青梅は販売予定の事前告知が有効、トウモロコシは売り切りを|「これは押さえたい」青果編・2023年6月

2023.05.01

創風土パートナー 代田 実

6月の家計調査の支出金額を見ると、前月比1.5~2倍の急激な伸びを示す品目が幾つもある。このことからも6月には売上げが急伸長し、それに合わせたタイムリーな売場展開が必要な品目が多いことが分かる。
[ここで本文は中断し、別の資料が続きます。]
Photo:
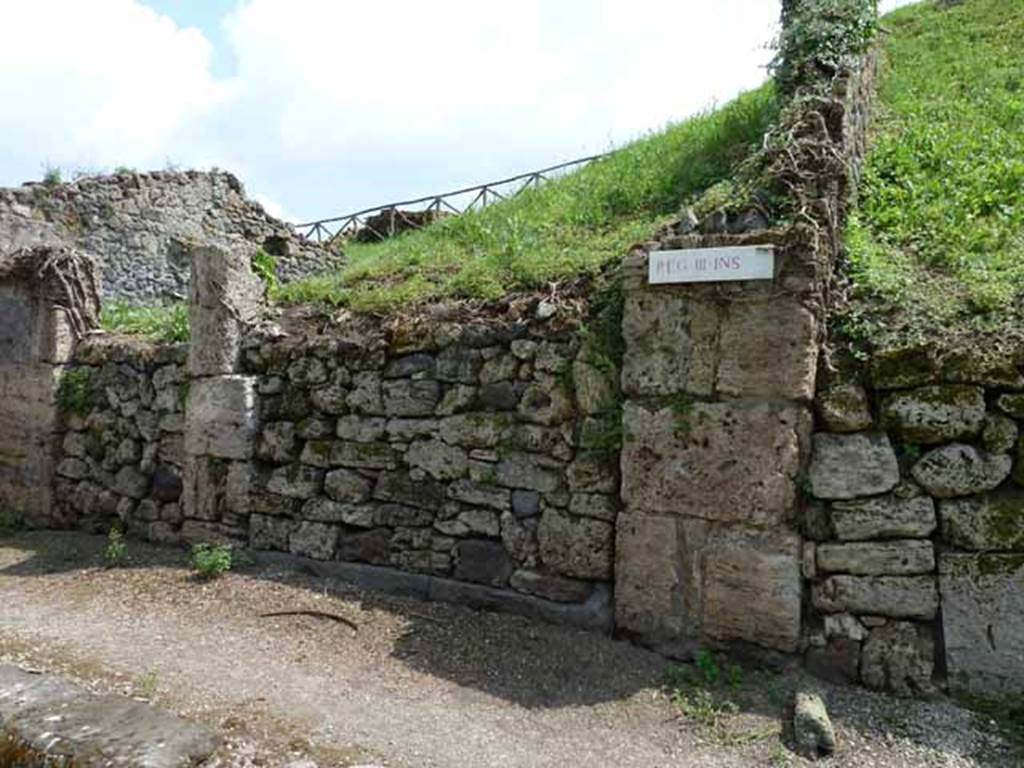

具体的な品目は図表を見ると分かりやすい。家計調査の分類上は「他の野菜」に分類されている青梅、トウモロコシ、「他の果物」に分類されているサクランボがこれに当たる。いずれの品目も出回りピーク期間が数週間程度と短いものが多く、このタイミングに合わせた売場展開を行い、きっちり売上げを確保することが6月の青果部門商売を成功させる上で大きなポイントとなるだろう。

図表 6月に支出金額伸びの大きな上位品目

出所:総務省家計調査2022年6月全国二人以上の世帯の支出金額

青梅

例年6月上~中旬にピークを迎える青梅だが、近年は気候変動の影響を受けて早めに出回るなど入荷期間が不安定だ。このため、旬の時期が微妙に前後し、買うタイミングを逸してしまうお客も多く、売場にいると今年の出回り時季について聞くお客も多いので、いつでも答えられるようにしておきたい。

また、青梅を購入するお客は毎年梅酒、漬け梅を作る傾向が強い。多く作るお客は10kg単位で購入するので、こうしたお客を囲い込むことが青梅の売上増に結び付く。その際、最も有効な手段が「販売予定の事前告知」だ。

市場、産地から青梅の出荷情報を集め「今年の青梅は〇〇日から販売予定、△△日頃入荷ピークの見込み」などの事前告知を早めに実施するとよい。できるだけ状態の良い青梅を購入し、梅酒、漬け梅を作りたいお客はそのタイミングに購入してくれるようになるはずだ。

売場づくりに当たっては、青梅作付面積の半分以上を占める「南高」と2番目に多い「白加賀」を軸に(この2品種で青梅全生産量の約7割以上になる)、「小梅」に加えた展開が基本となる。

これに地元産の品種があれば品揃えする。アカシソや氷砂糖、梅酒瓶、ホワイトリカーなど関連商品と併せ、青梅の出始めに合わせて売場を拡大したい。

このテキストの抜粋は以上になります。